If you really need a globally visible unique ID (eg, you want to create objects which could be "owned" by more than one user), then you might want a larger primary key than 64 bits, probably a UUID (which on the Mac is generally a version 4 UUID, which is a 122 bit random number). http://en.wikipedia.org/wiki/Universally_unique_identifier#Version_4_.28random.29

If you're expecting more than 2^64 objects, then I think you should probably readjust your goals - if every WhatsApp user created a million messages a year, you'd be ok for about a hundred years…

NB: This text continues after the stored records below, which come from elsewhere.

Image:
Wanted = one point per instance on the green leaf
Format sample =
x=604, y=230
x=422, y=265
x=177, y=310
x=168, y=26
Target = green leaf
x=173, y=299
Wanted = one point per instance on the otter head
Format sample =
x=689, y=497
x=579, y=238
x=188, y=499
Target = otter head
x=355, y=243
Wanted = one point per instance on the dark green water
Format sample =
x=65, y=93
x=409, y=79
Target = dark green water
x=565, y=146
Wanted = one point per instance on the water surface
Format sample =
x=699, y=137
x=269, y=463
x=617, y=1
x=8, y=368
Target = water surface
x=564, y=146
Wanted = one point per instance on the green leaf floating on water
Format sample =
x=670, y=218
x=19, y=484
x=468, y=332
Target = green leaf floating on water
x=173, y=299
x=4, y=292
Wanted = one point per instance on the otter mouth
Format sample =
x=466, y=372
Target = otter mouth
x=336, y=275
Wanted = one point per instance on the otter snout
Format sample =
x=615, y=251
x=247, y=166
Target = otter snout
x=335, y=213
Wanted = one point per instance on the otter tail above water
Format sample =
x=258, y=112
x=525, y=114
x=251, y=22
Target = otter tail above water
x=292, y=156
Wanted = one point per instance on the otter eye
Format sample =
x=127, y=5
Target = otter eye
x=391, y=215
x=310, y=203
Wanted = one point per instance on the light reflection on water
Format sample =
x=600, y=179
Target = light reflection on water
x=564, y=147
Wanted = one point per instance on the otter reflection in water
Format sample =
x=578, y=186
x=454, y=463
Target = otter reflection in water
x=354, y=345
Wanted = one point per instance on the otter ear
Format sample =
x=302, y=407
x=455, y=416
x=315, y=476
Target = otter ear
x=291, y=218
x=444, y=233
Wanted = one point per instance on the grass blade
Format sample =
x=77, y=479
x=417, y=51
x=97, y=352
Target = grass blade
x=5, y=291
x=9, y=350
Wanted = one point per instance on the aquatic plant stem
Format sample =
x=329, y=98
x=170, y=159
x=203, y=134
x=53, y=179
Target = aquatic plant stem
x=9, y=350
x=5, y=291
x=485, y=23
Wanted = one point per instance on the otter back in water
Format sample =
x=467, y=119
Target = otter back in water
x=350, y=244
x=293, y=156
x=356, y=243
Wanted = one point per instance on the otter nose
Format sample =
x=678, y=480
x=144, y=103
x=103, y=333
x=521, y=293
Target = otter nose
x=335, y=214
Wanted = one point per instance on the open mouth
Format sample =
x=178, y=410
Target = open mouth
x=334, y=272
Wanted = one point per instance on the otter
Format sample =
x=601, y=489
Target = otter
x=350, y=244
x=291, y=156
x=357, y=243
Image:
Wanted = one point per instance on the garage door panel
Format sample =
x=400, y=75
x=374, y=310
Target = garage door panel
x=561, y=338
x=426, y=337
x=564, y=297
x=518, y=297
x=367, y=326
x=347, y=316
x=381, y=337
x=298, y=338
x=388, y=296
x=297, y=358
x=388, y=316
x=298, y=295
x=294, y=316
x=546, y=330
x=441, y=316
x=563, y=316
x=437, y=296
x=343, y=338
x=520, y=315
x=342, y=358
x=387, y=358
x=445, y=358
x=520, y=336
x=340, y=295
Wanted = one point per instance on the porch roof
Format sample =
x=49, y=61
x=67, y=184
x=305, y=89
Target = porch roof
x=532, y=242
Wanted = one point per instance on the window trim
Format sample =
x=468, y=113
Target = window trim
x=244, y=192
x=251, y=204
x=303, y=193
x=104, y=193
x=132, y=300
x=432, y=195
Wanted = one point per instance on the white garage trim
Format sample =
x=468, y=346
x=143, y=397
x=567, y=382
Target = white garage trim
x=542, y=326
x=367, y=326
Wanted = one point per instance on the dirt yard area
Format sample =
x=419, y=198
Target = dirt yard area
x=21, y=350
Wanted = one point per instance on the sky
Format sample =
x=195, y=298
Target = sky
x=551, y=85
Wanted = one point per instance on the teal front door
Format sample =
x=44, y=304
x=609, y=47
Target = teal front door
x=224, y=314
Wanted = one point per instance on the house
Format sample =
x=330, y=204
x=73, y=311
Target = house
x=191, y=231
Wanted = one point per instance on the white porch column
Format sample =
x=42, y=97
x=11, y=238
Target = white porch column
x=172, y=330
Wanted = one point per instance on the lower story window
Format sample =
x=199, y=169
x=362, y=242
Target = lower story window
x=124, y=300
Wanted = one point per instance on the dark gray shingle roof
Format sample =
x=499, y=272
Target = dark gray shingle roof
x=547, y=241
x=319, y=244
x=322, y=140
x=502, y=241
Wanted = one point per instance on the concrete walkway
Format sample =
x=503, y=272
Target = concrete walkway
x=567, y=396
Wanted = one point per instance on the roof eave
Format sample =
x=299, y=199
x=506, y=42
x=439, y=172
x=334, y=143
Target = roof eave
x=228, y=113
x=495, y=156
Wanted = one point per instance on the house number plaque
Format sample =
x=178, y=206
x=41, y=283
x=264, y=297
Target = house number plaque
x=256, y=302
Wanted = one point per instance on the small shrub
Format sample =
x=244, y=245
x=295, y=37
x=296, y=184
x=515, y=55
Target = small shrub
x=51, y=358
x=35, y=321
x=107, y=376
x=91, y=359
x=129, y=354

marcoarment commented 10 years ago

@NZKoz @peternlewis I also wouldn't just blindly generate an int64_t and go with it — I'd lock the database and check it and the live-instances cache for an existing entry, and generate new random IDs until I found one that didn't conflict. This is likely to generate and check only one ID the vast majority of the time, and for any conflicts, it would only need to generate one additional ID for the vast majority of those times. (I'd actually do this for GUIDs, too, since it's so easy and relatively cost-free.)

@NZKoz Your point about applications in the wild is definitely not something I'm taking lightly — that's why I started and publicized this discussion. So far, I'm not aware of anyone who has shipped an app with FCModel using AUTOINCREMENT, and part of the reason I made this thread is to see if I can find any and see if there's a workable migration.

marcoarment commented 10 years ago

@peternlewis Relevant to the discussion, from SQLite Limits:

Maximum Number Of Rows In A Table
The theoretical maximum number of rows in a table is 264 (18446744073709551616 or about 1.8e+19). This limit is unreachable since the maximum database size of 140 terabytes will be reached first. A 140 terabytes database can hold no more than approximately 1e+13 rows, and then only if there are no indices and if each row contains very little data.

The 264 limit is presumably because the internal rowid on tables is a 64-bit integer. (Although I thought all of their 64-bit integers were signed, making 263 the real limit, assuming they don't use negative rowids.) Anyway, the fact that SQLite can only really hold a full table of ~43-bit IDs, limited long before that by likely storage limits, should give some idea of how much headroom there is for most tables to just use the positive side of random 64-bit signed integers after checking for uniqueness, and for special cases to selectively use GUIDs instead, for their primary keys.

peternlewis commented 10 years ago

@marcoarment checking for conflicts when generating a UUID would only help if you have access to all UUIDs, which for something that is intended to be globally unique would not be the case (at least not on the client).

marcoarment commented 10 years ago

@peternlewis Sure, but that's mostly an implementation detail. If I'm asking the subclass for a custom response to e.g. newPrimaryKeyValue, I'll probably be checking all responses to that for uniqueness against the table and unsaved in-memory instances, regardless of whether it's FCModel's default implementation (random int64_ts) or a subclass's override (which might be a GUID or anything else).

johncblandii commented 10 years ago

We are generating our own PK values and our data is 100% from the server [no creation in the app] so as long as the changes don't interfere w/ my custom PK – sounds like it wouldn't – we'll be good to go.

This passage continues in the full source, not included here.